Teilungsvermessungen sind erforderlich, wenn ein Teil eines Grundstücks zum Beispiel verkauft werden soll. Die Vermessungen sind notwendig zur Vorbereitung grundbuchrechtlicher Maßnahmen, wie zum Beispiel der Teilung oder Belastung eines Grundstücks. Es entstehen in der Regel neue Eigentumsgrenzen. Dieses setzt voraus, dass die Größe und die Lage des abzuschreibenden beziehungsweise des zu belastenden Grundstücksteils im Liegenschaftskataster ersichtlich sind und dieser Teil dort unter einer besonderen Nummer, der Flurstücksnummer verzeichnet ist.

Zu jeder Teilungsvermessung gehört eine Grenzniederschrift. Hierzu werden die Eigentümer der durch die Vermessung betroffenen Grundstücke geladen. Die neuen und bestehenden Grundstücksgrenzen werden angezeigt und die Eigentümer erkennen diese dann rechtsverbindlich durch Ihre Unterschrift an. Grundstücksgrenzen werden durch Grenzzeichen in der Örtlichkeit kenntlich gemacht. Das bekannteste Grenzzeichen ist wohl der Grenzstein (der entgegen dem Namen mittlerweile auch aus Kunststoff sein kann). Aber auch Rohre, Meißelzeichen, Bolzen oder ähnliches können eine Grenze rechtswirksam kennzeichnen.

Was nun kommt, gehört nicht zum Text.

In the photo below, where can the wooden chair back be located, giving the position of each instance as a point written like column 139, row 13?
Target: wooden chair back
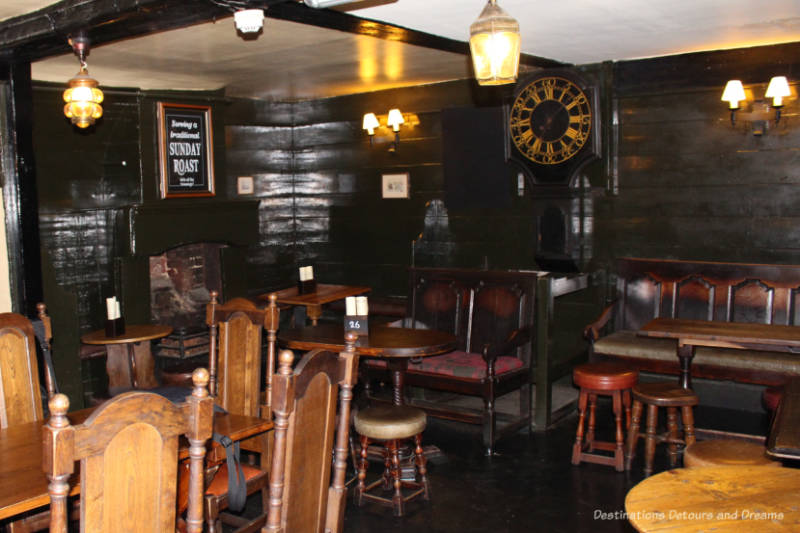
column 128, row 451
column 20, row 397
column 305, row 496
column 235, row 354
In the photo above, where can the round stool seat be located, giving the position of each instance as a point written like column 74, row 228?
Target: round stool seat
column 387, row 422
column 772, row 397
column 726, row 452
column 664, row 394
column 605, row 375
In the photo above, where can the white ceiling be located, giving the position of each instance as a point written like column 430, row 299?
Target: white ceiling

Nachdem die Vermessungsergebnisse in das Liegenschaftskataster übernommen wurden, erhalten Sie die Auflassungsschriften, mit denen der Notar eine Eigentumsumschreibung im Grundbuch veranlassen kann.

Sonderung:

Die Sonderung nach dem Katasternachweis ist eine besondere Form der Teilung. Sie dient der Zerlegung von Flurstücken ohne Grenzuntersuchung und Vermessung. Sie kann in besonderen Fällen eine Teilungsvermessung ersetzen.

Grenzvermessung:

Im Rahmen einer Grenzvermessung werden die Grenzen Ihres Grundstücks mit Hilfe der Unterlagen des Liegenschaftskatasters überprüft und wiederhergestellt. Fehlerhafte Abmarkungen (zum Beispiel Grenzsteine) der Grundstücksgrenzen werden korrigiert und fehlende Grenzzeichen ersetzt. Das Ergebnis der Grenzvermessung wird den betroffenen Grundstückseigentümern vor Ort angezeigt, mit der Aufnahme einer Grenzniederschrift beurkundet und in das Liegenschaftskataster übernommen.

Amtliche Grenzanzeige:

Durch die amtliche Grenzanzeige werden die Grundstücksgrenzen auf der Grundlage des Katasternachweises in die Örtlichkeit übertragen und dem Antragsteller vor Ort angezeigt. Dies kann zum Beispiel für ein geplantes Bauvorhaben erforderlich sein, wenn eine grenznahe Mauer oder ein Zaun errichtet werden soll oder bei Grenzstreitigkeiten. Fehlende Grenzzeichen werden bei einer Grenzanzeige nicht ersetzt.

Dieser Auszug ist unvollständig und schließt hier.